Health care: Sebastopol health center doubles; also: new doctors for Sutter

The Sebastopol Community Health Center has doubled in size over the past two years and has added two specialists as it continues to expand.

The center, opened two years ago as the first clinic among the West County Health Centers to have all electronic medical records, is expecting an increase of 1,500 patients in the near future on top of the 4,500 already served, according to Jennifer Neeley, fundraising manager for West County Health Centers.

“We were the first community health center in the region to implement an electronic health record, we work with other clinics in the Redwood Community Health Coalition who are preparing for implementation,” Ms. Neeley said, adding that the electronic records were made possible through a series of grants and stimulus monies made available for federally qualified health centers.

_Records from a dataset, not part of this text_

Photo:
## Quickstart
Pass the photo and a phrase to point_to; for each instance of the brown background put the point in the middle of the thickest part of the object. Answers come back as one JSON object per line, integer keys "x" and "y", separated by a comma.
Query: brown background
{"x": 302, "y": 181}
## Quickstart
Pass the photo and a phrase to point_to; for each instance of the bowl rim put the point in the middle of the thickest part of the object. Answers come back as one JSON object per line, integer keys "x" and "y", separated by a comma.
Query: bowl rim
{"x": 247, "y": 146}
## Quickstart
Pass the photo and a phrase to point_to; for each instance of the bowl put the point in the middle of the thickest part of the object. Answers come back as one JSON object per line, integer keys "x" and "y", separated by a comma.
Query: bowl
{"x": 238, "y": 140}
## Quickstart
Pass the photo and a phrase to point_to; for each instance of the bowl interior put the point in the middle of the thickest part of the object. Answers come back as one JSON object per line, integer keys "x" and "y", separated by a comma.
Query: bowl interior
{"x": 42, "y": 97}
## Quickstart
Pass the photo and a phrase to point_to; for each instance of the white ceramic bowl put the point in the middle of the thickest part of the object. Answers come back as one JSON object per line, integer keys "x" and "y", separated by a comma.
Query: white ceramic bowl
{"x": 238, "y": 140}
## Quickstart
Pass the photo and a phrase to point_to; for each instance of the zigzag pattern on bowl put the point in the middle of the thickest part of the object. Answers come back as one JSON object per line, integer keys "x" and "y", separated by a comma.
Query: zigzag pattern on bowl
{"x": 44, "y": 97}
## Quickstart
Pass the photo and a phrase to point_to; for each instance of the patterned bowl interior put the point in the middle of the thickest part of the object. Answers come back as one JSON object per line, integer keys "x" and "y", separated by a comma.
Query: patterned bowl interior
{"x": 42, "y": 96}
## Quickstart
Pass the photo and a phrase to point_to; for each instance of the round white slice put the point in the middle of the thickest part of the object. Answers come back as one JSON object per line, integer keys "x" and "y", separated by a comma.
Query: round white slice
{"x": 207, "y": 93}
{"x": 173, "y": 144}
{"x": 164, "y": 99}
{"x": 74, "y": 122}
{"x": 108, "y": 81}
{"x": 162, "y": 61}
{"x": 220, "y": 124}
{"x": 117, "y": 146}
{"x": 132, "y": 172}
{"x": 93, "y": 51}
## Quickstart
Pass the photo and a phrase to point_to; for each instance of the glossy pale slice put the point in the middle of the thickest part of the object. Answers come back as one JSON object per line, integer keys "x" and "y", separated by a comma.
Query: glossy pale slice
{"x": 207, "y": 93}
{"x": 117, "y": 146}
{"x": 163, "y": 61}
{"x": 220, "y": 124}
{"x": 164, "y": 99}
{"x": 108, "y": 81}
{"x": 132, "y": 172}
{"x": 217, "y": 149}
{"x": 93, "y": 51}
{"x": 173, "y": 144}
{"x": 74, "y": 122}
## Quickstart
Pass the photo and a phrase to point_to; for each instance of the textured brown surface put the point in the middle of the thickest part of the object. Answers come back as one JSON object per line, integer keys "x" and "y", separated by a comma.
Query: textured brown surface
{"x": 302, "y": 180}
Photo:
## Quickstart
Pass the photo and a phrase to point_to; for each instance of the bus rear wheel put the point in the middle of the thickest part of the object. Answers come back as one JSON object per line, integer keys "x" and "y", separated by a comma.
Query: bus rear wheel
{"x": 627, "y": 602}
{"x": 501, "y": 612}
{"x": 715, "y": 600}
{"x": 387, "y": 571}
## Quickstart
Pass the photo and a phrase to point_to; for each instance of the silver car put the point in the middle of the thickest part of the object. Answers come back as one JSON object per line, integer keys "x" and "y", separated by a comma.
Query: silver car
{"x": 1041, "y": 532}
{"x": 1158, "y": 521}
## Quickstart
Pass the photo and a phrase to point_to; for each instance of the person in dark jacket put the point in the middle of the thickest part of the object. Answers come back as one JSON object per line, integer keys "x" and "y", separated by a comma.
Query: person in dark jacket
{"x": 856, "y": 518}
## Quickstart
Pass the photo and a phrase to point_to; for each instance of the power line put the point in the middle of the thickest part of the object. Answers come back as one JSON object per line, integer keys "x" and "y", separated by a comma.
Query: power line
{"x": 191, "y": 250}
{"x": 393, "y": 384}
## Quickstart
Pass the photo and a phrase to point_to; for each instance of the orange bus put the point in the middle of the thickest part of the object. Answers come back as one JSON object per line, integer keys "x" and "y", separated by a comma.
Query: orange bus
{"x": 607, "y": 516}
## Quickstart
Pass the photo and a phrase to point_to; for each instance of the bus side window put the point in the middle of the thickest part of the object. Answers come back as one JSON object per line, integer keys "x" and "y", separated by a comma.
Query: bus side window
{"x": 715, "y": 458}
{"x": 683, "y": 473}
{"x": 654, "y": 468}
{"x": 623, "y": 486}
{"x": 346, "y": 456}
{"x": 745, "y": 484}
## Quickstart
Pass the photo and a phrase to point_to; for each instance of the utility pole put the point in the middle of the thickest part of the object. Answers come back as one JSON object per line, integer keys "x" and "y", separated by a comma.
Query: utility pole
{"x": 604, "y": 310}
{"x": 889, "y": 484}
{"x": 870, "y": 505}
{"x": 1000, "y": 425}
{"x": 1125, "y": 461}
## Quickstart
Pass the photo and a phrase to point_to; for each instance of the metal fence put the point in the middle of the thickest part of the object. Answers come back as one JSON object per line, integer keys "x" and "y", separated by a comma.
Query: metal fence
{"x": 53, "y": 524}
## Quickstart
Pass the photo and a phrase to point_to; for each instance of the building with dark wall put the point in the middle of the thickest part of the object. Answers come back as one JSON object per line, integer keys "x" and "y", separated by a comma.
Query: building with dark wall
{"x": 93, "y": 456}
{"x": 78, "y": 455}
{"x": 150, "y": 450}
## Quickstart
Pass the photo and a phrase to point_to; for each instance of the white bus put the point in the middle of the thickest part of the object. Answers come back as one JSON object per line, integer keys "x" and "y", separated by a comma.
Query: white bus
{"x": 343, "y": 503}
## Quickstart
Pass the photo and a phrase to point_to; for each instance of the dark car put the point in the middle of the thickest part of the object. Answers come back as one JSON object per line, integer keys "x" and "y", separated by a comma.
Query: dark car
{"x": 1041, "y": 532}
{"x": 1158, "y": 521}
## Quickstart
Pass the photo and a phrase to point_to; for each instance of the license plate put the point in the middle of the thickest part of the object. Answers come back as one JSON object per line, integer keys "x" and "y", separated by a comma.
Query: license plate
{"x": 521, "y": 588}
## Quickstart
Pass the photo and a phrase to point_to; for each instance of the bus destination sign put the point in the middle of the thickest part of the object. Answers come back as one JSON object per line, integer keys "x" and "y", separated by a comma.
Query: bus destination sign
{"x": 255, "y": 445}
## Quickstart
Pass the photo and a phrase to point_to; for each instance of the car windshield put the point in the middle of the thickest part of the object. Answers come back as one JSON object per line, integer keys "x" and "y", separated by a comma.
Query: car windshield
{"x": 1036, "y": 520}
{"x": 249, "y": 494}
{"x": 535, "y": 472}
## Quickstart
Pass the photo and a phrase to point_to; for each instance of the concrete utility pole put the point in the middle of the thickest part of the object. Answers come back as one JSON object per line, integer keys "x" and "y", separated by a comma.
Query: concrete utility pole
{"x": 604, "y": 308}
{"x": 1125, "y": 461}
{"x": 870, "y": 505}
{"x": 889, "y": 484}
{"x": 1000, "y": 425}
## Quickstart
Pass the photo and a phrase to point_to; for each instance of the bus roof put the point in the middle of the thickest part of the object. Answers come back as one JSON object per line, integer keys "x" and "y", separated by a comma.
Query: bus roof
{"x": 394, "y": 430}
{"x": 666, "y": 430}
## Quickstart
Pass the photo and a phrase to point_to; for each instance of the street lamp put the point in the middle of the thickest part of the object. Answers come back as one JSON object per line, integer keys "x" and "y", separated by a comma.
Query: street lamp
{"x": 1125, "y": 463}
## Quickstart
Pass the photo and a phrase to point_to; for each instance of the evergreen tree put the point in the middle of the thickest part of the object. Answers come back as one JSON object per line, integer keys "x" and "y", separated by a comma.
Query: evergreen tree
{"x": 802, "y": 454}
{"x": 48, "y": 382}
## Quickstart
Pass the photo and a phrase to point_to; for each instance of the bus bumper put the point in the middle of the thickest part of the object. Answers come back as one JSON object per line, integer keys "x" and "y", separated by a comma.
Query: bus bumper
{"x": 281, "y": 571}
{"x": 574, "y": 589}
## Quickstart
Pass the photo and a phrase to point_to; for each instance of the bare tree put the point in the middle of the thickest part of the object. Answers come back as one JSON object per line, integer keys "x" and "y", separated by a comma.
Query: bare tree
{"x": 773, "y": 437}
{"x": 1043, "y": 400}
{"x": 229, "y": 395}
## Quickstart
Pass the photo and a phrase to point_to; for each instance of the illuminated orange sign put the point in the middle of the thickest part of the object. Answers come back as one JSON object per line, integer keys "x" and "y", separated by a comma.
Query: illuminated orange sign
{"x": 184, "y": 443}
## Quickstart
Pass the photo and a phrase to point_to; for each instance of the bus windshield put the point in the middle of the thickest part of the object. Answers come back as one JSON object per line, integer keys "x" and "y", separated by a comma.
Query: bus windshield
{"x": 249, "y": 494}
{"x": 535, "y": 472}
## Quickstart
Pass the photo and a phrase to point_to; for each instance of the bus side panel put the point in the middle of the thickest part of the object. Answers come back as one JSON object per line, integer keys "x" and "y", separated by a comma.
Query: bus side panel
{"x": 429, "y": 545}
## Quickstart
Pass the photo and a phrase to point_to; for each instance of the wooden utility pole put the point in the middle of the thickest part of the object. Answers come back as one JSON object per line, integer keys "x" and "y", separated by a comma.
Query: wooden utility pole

The five clinics of West County Health Centers – Russian River Health Center, Occidental Area Health Center, Russian River Dental Clinic and Mental Health Services, Forestville Teen Clinic, and the Sebastopol Community Health Center -- currently serve about 12,000 patients with 48,000 visits per year.

The new specialists work in areas of orthopedics and general surgery.

“Many of our patients have chronic illnesses and having specialty care available is very helpful,” Ms. Neeley said. “The majority of our patients are low income and uninsured, and that number continues to grow.”

The center in Sebastopol is also hoping to attract more specialists in the near future, in areas of cardiology, psychiatry and neurology, Ms.  Neeley said.

The center has also physically expanded, with the lease of 3,500-square feet in office space to accommodate the increase in patient volume, Ms. Neeley said.

West County Health Centers’s five sites, serving primarily low income and uninsured patients, expects to reach an operating budget of over $8 million, with about $1 million in uncompensated care annually.  “We envision a community where all residents have a medical home and people are empowered to build healthy lives and communities,” Ms. Neeley said.

“It’s very difficult to find doctors that will take Medi-Cal patients. So with the expansion, we’re able to attract specialists here. It makes it easier for our other clinics to refer our patients to Sebastopol,” Ms. Neeley said, adding that the patient population tends to have transportation issues and it’s easier to have providers locally than try to commute to San Francisco.